Собственно, это и послужило предлогом к переговорам. Огоньки папирос ярко вспыхивали среди чумазой таежной ночи. Душистый дым глотали старый и малый аппетитно причмокивая губами.
— Какой будет работа? — добивался у приезжих Парабилка.
— Всякой… Будем зверей ловить, рыбу и строить дома.
— Много будет работы? — спросил Алжибай.
— Много… Платить будем хлебом и товаром. Вот хозяин лучше расскажет…
И в знак гостеприимства в кругу уже очутился лагун араки.
— Ну, это зря! — рассмеялся Пастиков.
— Пей, нойон, наш народ не злой, — сказал Аёзя. — Мы умеем жить без обмана, а ваши купцы всегда обманывали нас.
Стефания смахнула мусор с верху сывороточной жижи и, хлебнув напитка, начала чихать.
— Крепкой? — рассмеялись в толпе.
— Вот такой будет наш дружба, — заметил Алжибай.
Небо, как лосиновая подошва, сверкнуло золотыми шляпками гвоздей. Лес стоял неподвижно. По зазеленевшему берегу звенели колокольцами камасинские коровы и перекликались ленивые филины. И в этот час нерушимого покоя над юртой старшины таежной бурей сорвалась многоголосая песня: она была длинна, как Шайтан-поле, и уныла, как судьба этих таежных людей.
…Алжибай подошел к стану утром, кашлянул и в знак миролюбия поставил к стволу дерева ружье. Прошла неделя с тех пор, как разведчики посетили улус, но опухшее лицо старшины свидетельствовало о том, что камасинцы не перестали еще пить араку.
Алжибай боком пролез в палатку к Пастикову и, поклонившись, сел по-камасински, подогнув ноги.
— Трастуй, начальник, — приветствовал он, закуривая трубку.
Пастиков с трудом надевал ссохшиеся сапоги. В палатке пищали комары, где-то скребла мышь.
— Рано ты ходишь, старшина, — начал Пастиков, топая сапогом о землю.
Алжибай высек огня, положил трут в погасшую трубку.
— Мой говорить хочет, пойдем в лес, — ответил он.

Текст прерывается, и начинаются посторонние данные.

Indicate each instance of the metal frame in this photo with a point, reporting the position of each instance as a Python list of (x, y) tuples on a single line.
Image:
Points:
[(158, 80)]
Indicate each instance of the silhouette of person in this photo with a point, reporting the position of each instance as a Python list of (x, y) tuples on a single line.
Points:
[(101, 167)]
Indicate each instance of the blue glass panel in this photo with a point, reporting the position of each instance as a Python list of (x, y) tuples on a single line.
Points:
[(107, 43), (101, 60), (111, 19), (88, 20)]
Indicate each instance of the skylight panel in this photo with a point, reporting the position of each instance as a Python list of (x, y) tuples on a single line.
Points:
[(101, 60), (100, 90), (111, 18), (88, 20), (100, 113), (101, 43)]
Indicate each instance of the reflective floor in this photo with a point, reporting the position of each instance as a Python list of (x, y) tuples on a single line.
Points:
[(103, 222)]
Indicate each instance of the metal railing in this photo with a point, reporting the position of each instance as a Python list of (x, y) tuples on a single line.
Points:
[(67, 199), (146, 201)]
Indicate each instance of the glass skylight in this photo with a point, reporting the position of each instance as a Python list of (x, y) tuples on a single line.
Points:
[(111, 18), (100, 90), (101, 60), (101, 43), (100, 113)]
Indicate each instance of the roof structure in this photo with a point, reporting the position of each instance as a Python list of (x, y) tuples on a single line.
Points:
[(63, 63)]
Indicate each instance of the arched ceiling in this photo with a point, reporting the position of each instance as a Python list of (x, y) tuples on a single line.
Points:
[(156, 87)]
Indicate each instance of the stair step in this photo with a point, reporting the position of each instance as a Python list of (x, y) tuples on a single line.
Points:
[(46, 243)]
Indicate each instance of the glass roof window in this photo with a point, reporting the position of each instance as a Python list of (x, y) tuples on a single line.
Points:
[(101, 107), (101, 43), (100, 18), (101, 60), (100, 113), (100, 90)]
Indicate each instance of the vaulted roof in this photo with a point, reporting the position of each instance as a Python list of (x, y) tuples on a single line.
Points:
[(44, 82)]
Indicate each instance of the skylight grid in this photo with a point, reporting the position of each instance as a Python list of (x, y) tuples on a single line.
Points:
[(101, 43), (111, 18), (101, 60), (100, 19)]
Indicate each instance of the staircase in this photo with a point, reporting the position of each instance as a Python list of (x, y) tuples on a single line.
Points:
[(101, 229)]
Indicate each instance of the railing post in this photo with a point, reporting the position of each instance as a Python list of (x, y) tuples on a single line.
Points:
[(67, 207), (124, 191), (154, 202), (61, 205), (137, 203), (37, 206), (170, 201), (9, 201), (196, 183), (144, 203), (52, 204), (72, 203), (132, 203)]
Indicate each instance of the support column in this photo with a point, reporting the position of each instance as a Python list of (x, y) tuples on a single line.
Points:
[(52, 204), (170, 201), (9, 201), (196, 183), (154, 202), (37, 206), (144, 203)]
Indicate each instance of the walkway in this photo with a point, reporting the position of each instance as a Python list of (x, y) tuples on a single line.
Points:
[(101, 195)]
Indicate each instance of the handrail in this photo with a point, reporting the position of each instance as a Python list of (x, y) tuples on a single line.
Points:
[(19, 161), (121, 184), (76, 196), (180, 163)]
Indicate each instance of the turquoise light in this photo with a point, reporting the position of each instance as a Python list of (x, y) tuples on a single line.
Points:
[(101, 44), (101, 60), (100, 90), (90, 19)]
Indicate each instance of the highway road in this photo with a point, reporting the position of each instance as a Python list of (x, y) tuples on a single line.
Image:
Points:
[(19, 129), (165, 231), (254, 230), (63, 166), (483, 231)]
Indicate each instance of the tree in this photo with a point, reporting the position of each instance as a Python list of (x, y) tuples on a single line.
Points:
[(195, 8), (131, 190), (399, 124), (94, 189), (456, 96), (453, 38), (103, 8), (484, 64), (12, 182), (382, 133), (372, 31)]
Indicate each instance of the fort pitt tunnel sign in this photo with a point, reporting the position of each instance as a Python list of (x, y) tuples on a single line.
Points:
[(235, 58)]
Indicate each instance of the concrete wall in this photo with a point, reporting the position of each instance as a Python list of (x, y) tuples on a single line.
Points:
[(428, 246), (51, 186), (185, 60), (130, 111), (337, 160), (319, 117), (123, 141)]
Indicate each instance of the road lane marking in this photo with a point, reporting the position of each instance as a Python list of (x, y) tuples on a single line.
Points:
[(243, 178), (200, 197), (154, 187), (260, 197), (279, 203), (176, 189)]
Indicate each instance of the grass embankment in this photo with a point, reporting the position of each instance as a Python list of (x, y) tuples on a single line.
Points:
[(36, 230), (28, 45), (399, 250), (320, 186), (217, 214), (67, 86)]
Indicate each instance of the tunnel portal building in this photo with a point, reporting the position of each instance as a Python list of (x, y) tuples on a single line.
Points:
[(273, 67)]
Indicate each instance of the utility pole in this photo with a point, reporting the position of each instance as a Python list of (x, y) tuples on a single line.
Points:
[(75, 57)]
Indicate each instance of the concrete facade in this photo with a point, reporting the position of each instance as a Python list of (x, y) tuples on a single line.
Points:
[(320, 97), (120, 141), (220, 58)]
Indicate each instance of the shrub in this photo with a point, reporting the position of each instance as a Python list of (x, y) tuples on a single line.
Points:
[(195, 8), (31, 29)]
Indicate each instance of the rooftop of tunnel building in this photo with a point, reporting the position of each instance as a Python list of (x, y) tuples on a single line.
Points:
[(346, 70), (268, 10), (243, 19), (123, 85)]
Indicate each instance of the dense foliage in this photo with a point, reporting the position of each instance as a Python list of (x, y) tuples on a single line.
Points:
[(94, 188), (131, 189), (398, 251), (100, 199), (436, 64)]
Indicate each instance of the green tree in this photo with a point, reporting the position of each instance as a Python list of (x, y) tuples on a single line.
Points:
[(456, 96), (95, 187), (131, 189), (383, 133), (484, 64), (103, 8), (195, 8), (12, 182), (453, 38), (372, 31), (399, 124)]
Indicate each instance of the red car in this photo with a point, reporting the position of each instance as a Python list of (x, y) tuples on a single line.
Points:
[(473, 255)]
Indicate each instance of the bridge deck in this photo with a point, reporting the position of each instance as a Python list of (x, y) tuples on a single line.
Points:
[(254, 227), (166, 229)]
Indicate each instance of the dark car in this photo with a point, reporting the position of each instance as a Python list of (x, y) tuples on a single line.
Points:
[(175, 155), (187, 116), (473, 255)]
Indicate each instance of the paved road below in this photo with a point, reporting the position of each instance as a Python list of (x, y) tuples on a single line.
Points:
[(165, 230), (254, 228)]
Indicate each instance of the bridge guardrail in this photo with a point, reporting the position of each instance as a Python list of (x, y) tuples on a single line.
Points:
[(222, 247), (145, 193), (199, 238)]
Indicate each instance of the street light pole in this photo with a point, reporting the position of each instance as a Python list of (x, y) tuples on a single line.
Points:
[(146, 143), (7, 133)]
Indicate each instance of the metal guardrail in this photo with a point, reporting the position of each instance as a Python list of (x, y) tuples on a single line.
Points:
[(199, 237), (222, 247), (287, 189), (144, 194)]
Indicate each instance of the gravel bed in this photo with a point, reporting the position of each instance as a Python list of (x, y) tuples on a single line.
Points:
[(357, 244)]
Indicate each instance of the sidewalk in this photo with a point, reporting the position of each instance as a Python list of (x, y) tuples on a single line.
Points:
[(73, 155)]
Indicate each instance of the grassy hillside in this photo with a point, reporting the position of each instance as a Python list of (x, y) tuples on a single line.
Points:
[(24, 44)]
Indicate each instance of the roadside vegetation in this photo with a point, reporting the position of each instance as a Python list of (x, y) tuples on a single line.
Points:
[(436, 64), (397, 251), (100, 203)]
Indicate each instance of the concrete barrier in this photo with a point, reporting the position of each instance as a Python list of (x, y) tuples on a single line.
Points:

На стане просыпались разведчики. Самоха и Додышев босыми побежали к озеру умываться. Молодая трава брызгала росой. Долина пестрела цветами. Над белогорьями качалась прозрачная синева.
Пастиков позвал Алжибая в тополевую чащу и сел на свежий пень.
Старшина снял шапку и провел ладонью по бритой голове. «Силищи в нем, как в коне», — подумал Пастиков, рассматривая широкие плечи собеседника.
Алжибай расстегнул кожанку и достал из сумки сверток. Он не торопясь развернул бумазеевую тряпицу, не торопясь расправил на ней и поднял кверху связку черных соболей. Шкурки были остистые, с серебристой проседью.
У старшины сверкали зубы и глаза, маленькая рука заботливо гладила шкурки зверьков сверху вниз.
— Что это?
Пастиков сломил ветку, смял ее в руках, улыбался уголками губ и прищуренными глазами. Алжибай не терял из виду ни одного его движения. Они молчали, но в молчании этом было нечто похожее на разговор. Старшина перевертывал связку. Приглаженные шкурки тихо хробостели, поблескивали, лоснились, соблазняли. У Пастикова кипело внутри, но, преодолев готовую вырваться злобу, он решил выждать. Не вытерпел Алжибай. Хмурясь и принужденно улыбаясь, он спросил:
— Хорош, труг?
— Добрая пушнина, — подтвердил Пастиков. — Надо продавать.